After Kees Koolen and his motorbike somersaulted down a rocky hillside in Western Sahara in 2006, the local ambulance crew said there was nothing they could do to save his life.
"They said I would die for sure," says Mr Koolen, looking back on the crash. "So they didn't want to do anything."
At the time the Dutch businessman was 41, and had taken time off from his job as chief operating officer at travel firm Booking.com to compete in a long-distance motorcycle race in north Africa.
He was nearing the end of a day's riding when, overtaking a car and another motorbike, he didn't notice the sharp drop to the side of the road.
Plunging down, he broke 22 bones, and suffered serious head trauma after his helmet cracked open.

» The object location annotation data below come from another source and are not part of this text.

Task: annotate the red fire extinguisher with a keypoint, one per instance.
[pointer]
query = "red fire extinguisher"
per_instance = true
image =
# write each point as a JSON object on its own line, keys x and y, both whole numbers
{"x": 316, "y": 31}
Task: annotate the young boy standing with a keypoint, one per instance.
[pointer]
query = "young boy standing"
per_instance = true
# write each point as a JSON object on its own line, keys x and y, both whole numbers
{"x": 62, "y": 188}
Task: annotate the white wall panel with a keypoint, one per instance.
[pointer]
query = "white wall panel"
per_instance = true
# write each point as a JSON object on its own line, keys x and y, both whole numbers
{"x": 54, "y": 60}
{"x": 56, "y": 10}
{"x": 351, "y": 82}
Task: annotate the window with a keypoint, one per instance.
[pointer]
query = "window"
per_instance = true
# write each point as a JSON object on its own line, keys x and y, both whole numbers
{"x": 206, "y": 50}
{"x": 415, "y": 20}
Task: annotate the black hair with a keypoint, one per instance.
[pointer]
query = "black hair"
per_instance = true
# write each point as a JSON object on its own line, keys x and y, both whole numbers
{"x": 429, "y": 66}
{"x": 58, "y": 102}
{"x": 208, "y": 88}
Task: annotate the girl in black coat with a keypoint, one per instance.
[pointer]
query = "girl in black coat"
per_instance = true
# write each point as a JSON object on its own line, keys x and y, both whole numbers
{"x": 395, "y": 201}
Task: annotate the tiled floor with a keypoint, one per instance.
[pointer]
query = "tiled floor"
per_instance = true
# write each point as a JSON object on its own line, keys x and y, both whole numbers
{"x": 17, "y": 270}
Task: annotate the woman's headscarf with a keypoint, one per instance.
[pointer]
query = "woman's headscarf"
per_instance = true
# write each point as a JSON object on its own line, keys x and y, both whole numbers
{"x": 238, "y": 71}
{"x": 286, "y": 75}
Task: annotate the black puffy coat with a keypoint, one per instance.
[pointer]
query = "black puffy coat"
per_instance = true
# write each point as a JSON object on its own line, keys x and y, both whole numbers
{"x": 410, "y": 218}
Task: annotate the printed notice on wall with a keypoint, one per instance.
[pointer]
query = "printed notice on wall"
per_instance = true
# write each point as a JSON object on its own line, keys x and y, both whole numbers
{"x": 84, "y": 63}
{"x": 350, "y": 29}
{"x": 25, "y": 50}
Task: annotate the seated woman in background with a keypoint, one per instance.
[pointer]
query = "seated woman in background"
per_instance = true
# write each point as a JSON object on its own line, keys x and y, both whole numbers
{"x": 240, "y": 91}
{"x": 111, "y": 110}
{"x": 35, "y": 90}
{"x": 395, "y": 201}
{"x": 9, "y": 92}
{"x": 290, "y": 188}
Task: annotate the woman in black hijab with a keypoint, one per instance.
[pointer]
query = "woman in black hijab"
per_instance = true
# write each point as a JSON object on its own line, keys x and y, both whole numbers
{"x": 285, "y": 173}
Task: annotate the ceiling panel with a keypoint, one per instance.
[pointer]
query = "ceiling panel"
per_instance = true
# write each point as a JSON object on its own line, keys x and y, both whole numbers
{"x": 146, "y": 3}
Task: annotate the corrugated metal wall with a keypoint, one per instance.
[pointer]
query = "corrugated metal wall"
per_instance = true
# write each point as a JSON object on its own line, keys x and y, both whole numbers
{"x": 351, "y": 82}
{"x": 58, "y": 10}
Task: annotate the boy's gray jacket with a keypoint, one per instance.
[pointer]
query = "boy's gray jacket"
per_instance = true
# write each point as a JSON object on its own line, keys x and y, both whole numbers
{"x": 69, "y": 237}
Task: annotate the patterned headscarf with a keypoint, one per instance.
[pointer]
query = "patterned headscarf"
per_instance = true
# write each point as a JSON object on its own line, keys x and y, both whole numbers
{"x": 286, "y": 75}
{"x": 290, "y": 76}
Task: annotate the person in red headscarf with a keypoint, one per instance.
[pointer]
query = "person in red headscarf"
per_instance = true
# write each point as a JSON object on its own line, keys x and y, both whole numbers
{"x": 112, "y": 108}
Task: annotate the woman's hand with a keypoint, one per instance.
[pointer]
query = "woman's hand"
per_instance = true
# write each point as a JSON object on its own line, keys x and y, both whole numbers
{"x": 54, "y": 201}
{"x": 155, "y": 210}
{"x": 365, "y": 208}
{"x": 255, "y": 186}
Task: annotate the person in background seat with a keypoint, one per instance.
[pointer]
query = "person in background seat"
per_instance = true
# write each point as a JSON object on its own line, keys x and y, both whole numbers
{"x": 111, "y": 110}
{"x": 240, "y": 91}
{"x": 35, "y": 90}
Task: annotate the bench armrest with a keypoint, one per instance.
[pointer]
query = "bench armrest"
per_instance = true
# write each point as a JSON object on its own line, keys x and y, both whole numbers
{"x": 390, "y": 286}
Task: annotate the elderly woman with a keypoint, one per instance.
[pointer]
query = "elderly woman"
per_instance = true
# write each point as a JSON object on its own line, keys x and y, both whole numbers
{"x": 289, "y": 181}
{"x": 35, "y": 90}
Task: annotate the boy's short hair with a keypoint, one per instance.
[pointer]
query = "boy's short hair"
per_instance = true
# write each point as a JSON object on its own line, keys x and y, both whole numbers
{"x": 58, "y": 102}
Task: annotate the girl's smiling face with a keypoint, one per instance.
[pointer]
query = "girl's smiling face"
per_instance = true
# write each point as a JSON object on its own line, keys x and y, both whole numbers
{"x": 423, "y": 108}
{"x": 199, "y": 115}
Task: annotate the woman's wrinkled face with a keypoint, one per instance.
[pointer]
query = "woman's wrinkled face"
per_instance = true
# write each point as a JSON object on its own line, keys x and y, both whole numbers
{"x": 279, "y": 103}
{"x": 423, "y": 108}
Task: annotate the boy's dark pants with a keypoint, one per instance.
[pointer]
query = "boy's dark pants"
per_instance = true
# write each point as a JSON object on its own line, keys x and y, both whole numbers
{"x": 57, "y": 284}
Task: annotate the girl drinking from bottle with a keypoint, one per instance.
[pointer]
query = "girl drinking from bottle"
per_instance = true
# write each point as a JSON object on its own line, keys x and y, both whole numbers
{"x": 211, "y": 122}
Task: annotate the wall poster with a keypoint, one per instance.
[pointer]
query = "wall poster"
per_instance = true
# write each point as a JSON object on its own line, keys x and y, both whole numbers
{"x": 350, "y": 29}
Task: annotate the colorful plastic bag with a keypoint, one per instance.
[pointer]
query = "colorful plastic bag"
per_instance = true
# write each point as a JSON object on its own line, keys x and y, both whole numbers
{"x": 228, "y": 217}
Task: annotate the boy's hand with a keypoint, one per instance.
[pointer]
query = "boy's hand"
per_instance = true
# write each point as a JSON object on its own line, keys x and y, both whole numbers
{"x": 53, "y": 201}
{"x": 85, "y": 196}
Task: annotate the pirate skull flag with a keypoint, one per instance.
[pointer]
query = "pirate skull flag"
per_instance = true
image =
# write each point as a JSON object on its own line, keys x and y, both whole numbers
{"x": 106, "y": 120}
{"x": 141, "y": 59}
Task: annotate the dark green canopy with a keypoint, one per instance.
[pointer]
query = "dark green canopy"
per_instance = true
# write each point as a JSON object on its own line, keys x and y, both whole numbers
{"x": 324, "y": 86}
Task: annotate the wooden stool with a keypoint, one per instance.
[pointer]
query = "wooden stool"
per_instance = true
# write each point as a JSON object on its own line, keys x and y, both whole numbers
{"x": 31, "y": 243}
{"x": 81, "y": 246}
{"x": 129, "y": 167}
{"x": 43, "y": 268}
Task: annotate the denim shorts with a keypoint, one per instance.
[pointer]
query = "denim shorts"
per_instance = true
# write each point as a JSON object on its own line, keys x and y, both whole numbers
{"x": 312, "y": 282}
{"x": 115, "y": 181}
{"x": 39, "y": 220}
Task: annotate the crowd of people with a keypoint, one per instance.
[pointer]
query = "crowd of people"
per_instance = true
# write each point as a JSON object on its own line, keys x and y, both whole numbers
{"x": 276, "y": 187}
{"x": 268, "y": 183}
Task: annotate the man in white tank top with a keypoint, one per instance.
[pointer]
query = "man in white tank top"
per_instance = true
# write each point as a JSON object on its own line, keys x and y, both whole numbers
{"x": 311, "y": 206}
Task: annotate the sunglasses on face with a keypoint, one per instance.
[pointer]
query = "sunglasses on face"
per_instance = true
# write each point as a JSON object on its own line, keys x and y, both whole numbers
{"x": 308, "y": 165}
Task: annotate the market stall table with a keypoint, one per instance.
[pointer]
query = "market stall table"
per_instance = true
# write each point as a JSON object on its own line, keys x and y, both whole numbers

Thankfully for Mr Koolen, he had some friends with him, and they forced the ambulance crew to at least try to save his life. "My friends got into a big fight with the ambulance men," he says.
Mr Koolen was ultimately flown back to the Netherlands by private plane for emergency surgery, and a very slow recovery.
"Not only had I broken 22 bones, but I lost my memory," says the 53-year-old. "I still don't remember anything from the next year of my life."
In hospital for six months following the crash, Mr Koolen was eventually able to walk again and return to Booking.com.
One of the company's earliest investors, he went on to be its chief executive from 2008 to 2011.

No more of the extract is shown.